Document details for 'A single supplement of a standardised bilberry (Vaccinium myrtillus L.) extract (36 % wet weight anthocyanins) modifies glycaemic response in individuals with type 2 diabetes controlled by diet and lifestyle'

Authors Hoggard, N., Cruickshank, M., Moar, K.M., Bestwick, C., Holst, J.J., Russell, W. and Horgan, G.W.
Publication details Journal of Nutritional Science.
Keywords bilberry, anthocyanins, type 2 diabetes, glycaemic response.
Abstract Dietary strategies for alleviating health complications associated with type 2 diabetes (T2D) are being pursued as alternatives to pharmaceutical interventions. Berries such as bilberries that are rich in polyphenols may influence carbohydrate digestion and absorption and thus postprandial glycaemia. In addition berries have been reported to have anti-incretin, anti-oxidant and anti-inflammatory properties that may also affect postprandial glycaemia. This study investigated the acute affect of a standardised bilberry extract on glucose metabolism in T2D. Male volunteers with T2D (n=8, BMI 30, SD 4) controlling their diabetes by diet and lifestyle alone were given a single oral capsule of either 0.47g standardized bilberry extract (36% (w/w) anthocyanins) which equates to ∼50 g of fresh bilberries or placebo followed by a polysaccharide drink (equivalent to 75 g glucose) in a double blinded cross over intervention with a two week wash out period between capsules.
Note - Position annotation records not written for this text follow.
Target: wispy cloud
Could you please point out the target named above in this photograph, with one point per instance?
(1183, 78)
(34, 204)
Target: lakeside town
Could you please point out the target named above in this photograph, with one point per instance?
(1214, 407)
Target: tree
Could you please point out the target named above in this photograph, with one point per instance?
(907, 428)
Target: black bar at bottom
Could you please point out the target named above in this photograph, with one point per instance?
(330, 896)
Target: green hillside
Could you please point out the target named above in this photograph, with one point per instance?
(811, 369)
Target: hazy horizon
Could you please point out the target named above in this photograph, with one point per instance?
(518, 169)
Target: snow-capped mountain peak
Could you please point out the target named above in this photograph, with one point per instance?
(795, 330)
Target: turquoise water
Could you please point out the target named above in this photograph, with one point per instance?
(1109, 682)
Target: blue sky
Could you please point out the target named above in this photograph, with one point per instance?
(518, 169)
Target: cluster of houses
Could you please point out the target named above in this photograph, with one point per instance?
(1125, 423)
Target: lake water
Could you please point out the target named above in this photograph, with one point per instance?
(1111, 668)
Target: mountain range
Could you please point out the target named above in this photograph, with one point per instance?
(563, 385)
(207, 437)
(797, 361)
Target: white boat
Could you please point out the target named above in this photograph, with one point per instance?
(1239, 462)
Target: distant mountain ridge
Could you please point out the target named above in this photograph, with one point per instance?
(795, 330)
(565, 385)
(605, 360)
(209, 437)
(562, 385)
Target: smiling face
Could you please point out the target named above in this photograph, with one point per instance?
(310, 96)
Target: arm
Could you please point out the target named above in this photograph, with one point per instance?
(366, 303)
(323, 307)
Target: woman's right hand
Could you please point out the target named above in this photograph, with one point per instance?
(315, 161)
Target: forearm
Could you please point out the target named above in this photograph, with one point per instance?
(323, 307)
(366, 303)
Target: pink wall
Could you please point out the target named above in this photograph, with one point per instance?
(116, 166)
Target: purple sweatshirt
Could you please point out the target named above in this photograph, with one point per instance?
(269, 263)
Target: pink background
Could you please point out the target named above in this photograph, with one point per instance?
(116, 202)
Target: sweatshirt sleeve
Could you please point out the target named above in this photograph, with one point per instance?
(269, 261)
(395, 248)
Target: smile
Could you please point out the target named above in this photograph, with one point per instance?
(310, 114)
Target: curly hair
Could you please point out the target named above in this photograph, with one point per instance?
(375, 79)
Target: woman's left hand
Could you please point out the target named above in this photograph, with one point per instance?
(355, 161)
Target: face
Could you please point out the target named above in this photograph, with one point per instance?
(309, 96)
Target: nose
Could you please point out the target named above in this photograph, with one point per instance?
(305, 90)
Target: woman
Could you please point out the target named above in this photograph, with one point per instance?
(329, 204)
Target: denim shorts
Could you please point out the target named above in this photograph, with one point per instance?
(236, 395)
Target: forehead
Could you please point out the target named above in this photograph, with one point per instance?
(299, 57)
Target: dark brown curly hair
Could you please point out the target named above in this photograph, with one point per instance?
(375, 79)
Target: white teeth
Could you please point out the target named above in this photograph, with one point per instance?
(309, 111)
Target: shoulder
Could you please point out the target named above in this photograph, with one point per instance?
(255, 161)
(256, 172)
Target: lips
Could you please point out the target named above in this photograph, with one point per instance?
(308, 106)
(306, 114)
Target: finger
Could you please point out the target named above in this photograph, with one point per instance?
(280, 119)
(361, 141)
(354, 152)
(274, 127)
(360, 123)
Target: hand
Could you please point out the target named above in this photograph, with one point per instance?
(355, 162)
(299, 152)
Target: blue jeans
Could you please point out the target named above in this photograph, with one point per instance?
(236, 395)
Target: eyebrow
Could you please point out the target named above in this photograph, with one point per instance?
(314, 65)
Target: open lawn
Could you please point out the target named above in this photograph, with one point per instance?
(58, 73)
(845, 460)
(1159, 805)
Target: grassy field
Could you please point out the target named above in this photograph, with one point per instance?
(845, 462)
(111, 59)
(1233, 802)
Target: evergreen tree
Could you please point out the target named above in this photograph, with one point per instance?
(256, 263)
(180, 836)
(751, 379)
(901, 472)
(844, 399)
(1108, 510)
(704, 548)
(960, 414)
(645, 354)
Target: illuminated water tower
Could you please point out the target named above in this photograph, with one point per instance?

The ingestion of the bilberry extract result in a significant decrease in AUCi for both glucose (p=0.003) and insulin (p=0.03) compared with the placebo. There was no change in the gut (GLP-1, GIP), pancreatic (glucagon, amylin) or anti-inflammatory (MCP-1) peptides. In addition there was no change in the anti-oxidant (TEAC, FRAP) responses measured between the volunteers receiving the bilberry extract and the placebo. In conclusion this is demonstrates for the first time that the ingestion of a concentrated bilberry extract reduces postprandial glycaemia and insulin in volunteers with T2D. The most likely mechanism for the lower glycaemic response involves reduced rates of carbohydrate digestion and/or absorption.